I understand the need for change, now that a computer is expected to be connected and running untrusted third-party code by default. But we've lost something with that change, and I wish for a way to get it back.


For a while at the beginning, you needed a Lisa to program one. Maybe things will change with iDevices and we won't need the mac anymore?


I don't mind needing a Mac, it's the required signing that bothers me.


you can run software on macOS that isn't signed by apple.


Not on the iPhone, and you know it.


You can, for zero cost, run arbitrary code, without a paid Apple signature, on your own personal iPhone. You just need a Mac.

What you can't do is distribute a binary for general use without paying Apple ($100/year) to sign your code.


Seriously? Explain that to the 500 person company that I'm writing an app for.

We have to pay $299/year to Apple just for the privilege of putting software on our own fucking devices. That's some bullshit right there.

The free option is worth exactly shit for such a large organization.

The $100/year is to get in the public app store where your app must obey every arbitrary rule that Apple invents. They actually have a clause that says they can kick you out of the store for any reason they want without justification.

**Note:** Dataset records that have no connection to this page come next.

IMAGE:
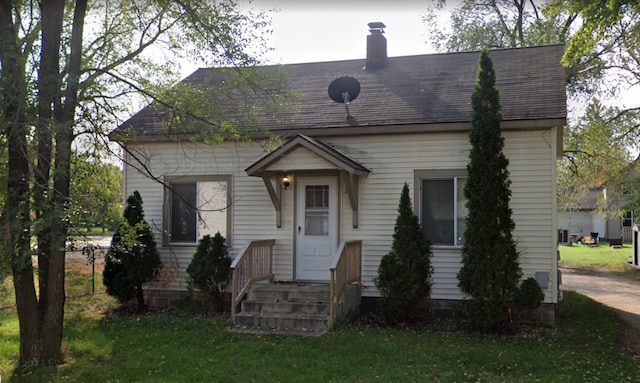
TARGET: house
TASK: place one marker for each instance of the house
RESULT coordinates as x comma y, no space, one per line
587,218
333,186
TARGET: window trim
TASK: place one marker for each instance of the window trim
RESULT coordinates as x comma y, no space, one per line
434,174
166,209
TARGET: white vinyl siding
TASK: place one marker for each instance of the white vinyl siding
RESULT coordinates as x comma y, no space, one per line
392,160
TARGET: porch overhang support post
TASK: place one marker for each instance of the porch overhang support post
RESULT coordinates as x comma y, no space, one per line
276,196
351,183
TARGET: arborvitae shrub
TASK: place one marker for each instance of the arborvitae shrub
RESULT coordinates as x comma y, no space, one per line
490,269
133,258
404,274
209,270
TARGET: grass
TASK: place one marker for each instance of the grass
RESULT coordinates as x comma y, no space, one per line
174,346
599,258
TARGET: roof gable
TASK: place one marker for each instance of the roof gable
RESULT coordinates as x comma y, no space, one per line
423,89
325,152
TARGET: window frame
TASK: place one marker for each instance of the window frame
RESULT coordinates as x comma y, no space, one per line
434,175
167,204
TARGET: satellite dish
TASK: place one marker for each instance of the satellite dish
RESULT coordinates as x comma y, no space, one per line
343,90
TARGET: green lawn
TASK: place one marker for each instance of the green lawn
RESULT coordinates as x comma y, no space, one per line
602,257
177,347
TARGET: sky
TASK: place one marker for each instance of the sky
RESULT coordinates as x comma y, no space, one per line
312,31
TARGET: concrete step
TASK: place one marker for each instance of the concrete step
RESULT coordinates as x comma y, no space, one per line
282,321
290,292
277,306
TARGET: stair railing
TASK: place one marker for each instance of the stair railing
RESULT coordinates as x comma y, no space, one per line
254,263
346,269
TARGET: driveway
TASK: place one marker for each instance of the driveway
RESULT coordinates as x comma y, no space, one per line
621,294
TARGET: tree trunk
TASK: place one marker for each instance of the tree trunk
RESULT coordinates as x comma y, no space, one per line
140,297
17,208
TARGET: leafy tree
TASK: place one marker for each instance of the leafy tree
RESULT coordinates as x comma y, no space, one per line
404,274
490,270
602,143
62,84
210,268
96,192
132,259
474,25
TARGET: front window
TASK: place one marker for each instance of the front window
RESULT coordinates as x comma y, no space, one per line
442,208
196,207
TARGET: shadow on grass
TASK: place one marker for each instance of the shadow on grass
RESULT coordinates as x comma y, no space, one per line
177,347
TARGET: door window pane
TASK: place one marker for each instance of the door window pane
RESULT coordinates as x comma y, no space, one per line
183,212
316,210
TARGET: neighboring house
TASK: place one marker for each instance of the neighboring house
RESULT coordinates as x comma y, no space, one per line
344,176
583,220
587,218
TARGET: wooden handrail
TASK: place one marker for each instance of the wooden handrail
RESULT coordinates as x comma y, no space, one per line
346,269
254,263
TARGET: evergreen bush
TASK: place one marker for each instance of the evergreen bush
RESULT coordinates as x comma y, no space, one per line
404,274
490,269
209,270
132,259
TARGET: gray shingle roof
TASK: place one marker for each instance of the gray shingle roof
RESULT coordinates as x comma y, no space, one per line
423,89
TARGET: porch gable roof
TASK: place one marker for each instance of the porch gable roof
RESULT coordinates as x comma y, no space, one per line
321,149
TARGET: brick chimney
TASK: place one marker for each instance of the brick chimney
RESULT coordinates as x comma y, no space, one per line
376,46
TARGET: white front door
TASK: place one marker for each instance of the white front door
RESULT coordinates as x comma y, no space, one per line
317,227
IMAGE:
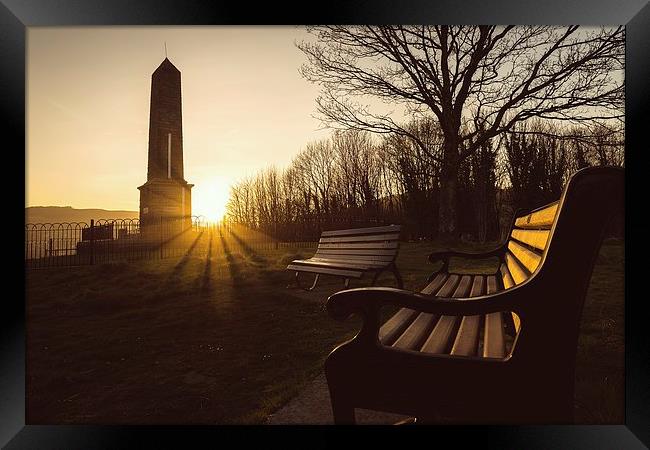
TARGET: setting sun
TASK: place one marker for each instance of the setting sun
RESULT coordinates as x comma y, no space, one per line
209,198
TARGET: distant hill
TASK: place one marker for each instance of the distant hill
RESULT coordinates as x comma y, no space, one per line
58,214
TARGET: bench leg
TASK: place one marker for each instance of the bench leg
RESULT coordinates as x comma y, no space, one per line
300,286
315,282
398,277
343,411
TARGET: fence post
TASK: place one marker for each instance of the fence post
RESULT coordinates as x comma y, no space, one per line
160,237
92,241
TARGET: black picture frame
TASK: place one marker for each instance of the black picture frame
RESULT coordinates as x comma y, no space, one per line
17,15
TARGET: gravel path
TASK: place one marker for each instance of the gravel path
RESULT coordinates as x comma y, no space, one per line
312,407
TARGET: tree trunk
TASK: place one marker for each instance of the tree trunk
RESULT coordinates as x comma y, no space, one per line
448,205
448,209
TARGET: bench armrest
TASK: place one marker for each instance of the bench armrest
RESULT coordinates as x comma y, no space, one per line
445,255
367,302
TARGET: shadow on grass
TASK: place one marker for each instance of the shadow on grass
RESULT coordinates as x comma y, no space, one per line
178,268
233,266
252,254
206,287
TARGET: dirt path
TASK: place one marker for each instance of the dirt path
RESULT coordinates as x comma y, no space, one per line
313,407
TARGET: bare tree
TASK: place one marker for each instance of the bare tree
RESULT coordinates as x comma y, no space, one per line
477,81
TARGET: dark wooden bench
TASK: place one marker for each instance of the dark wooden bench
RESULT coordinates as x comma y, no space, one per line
352,253
471,348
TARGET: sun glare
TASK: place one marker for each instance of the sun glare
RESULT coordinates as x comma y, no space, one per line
209,198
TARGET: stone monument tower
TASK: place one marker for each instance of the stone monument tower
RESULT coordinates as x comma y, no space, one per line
166,194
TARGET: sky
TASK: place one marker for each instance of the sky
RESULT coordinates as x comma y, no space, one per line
245,106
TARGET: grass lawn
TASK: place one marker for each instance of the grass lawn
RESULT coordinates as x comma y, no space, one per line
215,337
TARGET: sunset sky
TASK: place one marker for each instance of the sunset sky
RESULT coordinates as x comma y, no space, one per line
245,106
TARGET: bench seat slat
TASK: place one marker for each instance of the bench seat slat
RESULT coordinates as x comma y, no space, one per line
356,231
493,335
336,264
438,340
349,251
325,270
367,262
518,273
396,325
418,330
508,282
541,218
378,258
361,245
467,337
364,238
534,238
528,258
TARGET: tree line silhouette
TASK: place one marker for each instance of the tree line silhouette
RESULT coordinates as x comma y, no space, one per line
354,178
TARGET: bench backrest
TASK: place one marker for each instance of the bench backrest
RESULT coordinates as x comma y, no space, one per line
553,250
375,244
526,247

Why does anyone defend that sort of behavior?


It's the cleanest mass market app store in existence.

Highest quality apps, least malware.


Good for Apple. None of that would change if there was a simple free option for sideloading though.

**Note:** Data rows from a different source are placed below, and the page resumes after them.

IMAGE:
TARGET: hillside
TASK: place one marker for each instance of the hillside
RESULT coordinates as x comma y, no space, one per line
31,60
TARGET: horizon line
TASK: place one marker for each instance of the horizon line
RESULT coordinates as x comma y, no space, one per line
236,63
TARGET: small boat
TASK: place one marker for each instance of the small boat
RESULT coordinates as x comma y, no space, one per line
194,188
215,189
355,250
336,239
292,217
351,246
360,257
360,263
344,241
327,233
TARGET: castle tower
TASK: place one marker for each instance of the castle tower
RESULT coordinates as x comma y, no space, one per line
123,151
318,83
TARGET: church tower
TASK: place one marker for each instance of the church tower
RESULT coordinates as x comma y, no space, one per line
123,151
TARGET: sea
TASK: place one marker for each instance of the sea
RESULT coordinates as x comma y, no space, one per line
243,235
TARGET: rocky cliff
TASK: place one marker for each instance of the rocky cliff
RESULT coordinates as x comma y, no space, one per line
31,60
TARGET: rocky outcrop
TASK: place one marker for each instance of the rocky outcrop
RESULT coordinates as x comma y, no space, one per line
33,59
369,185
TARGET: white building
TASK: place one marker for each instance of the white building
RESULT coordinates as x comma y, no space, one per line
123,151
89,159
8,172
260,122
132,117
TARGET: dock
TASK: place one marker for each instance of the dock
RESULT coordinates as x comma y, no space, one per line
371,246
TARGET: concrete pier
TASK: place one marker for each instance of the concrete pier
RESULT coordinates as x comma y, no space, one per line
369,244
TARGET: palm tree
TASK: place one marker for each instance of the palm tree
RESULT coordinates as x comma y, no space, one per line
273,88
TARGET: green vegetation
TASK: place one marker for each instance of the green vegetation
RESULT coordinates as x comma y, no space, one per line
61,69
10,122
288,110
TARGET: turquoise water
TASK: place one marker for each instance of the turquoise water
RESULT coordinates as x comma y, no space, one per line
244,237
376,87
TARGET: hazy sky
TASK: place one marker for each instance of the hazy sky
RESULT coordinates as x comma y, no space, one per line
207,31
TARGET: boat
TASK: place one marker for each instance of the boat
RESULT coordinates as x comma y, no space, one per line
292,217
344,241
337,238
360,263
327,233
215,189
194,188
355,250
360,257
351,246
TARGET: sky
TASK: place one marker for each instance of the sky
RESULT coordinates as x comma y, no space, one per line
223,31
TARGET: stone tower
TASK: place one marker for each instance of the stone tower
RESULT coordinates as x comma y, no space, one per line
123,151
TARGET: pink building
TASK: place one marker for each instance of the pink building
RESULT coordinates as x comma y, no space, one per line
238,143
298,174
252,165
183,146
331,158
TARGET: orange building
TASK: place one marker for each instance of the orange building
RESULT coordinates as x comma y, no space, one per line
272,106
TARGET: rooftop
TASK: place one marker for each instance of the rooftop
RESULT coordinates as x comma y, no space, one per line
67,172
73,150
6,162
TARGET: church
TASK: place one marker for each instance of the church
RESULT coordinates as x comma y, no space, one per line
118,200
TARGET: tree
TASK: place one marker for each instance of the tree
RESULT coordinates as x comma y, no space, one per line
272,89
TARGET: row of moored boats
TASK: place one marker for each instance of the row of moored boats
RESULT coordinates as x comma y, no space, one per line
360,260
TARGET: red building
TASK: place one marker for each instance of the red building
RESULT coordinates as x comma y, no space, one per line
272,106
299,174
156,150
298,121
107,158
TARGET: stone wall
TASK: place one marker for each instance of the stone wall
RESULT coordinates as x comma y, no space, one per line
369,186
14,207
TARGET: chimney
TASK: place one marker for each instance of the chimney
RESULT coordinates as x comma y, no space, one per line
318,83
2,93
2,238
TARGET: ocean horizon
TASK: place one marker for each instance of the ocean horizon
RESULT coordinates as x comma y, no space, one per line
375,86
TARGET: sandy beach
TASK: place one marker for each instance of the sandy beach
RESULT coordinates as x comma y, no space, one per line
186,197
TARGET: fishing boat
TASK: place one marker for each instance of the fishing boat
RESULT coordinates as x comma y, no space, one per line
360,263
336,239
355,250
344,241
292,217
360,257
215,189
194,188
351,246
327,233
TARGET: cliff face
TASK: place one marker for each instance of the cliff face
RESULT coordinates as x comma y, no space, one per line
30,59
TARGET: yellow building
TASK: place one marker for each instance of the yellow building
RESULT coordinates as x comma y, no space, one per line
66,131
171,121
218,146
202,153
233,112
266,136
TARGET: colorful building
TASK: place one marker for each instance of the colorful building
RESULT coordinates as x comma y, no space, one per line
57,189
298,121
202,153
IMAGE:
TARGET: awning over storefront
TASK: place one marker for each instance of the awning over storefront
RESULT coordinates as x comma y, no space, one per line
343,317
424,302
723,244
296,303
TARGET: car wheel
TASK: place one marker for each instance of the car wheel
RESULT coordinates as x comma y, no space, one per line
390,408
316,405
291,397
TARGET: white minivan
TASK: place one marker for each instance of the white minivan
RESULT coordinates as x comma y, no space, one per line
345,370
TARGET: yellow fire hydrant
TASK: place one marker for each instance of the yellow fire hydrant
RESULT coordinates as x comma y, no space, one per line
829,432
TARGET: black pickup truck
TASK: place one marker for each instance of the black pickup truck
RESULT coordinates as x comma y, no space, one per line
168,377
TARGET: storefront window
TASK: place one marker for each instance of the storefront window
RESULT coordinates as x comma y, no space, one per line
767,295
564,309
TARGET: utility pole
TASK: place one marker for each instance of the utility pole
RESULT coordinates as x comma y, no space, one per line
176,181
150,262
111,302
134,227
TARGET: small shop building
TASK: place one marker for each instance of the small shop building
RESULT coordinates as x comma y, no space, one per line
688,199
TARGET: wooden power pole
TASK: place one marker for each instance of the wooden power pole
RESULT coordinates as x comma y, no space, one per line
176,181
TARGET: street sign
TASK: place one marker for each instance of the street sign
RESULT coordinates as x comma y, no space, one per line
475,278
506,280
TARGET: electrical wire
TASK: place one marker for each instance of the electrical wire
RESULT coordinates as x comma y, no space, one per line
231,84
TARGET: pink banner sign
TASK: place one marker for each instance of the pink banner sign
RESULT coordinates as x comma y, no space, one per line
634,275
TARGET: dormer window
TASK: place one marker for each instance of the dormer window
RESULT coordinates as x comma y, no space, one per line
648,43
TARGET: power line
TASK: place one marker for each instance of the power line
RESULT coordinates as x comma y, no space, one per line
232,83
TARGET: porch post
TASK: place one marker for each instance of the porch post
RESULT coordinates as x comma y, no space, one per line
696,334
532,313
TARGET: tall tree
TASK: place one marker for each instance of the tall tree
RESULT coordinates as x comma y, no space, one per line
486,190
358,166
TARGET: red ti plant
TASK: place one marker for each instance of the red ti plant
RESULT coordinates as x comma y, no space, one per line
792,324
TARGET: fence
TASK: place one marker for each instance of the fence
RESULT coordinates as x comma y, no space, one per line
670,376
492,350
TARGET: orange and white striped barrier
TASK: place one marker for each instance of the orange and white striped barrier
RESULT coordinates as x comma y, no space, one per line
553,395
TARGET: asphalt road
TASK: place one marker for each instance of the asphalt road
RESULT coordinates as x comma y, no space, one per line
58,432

People wouldn't sideload malware?


Apple having a safe store wouldn't change.


But would they still have a safe platform?


You moved the goal posts.

But yes, it could still absolutely be safe. Why do you think otherwise? Does Apple hold a patent on publishing malware-free apps? No. They do not.


The intent is keeping the entire platform free from malware and junk.

Your app may be malware free, but it's pretty obvious there are many others which would not be.


Sure. Great. It's not an open platform though and you cannot run your own software on it if you're a business.

So that really sucks for a lot of businesses. Nothing you've said has countered that. I'm really happy that your concerns have been met. Mine and millions of others' haven't.


What you can't do is distribute a binary for general use without paying Apple ($100/year) to sign your code.

Exactly. It's a locked down platform.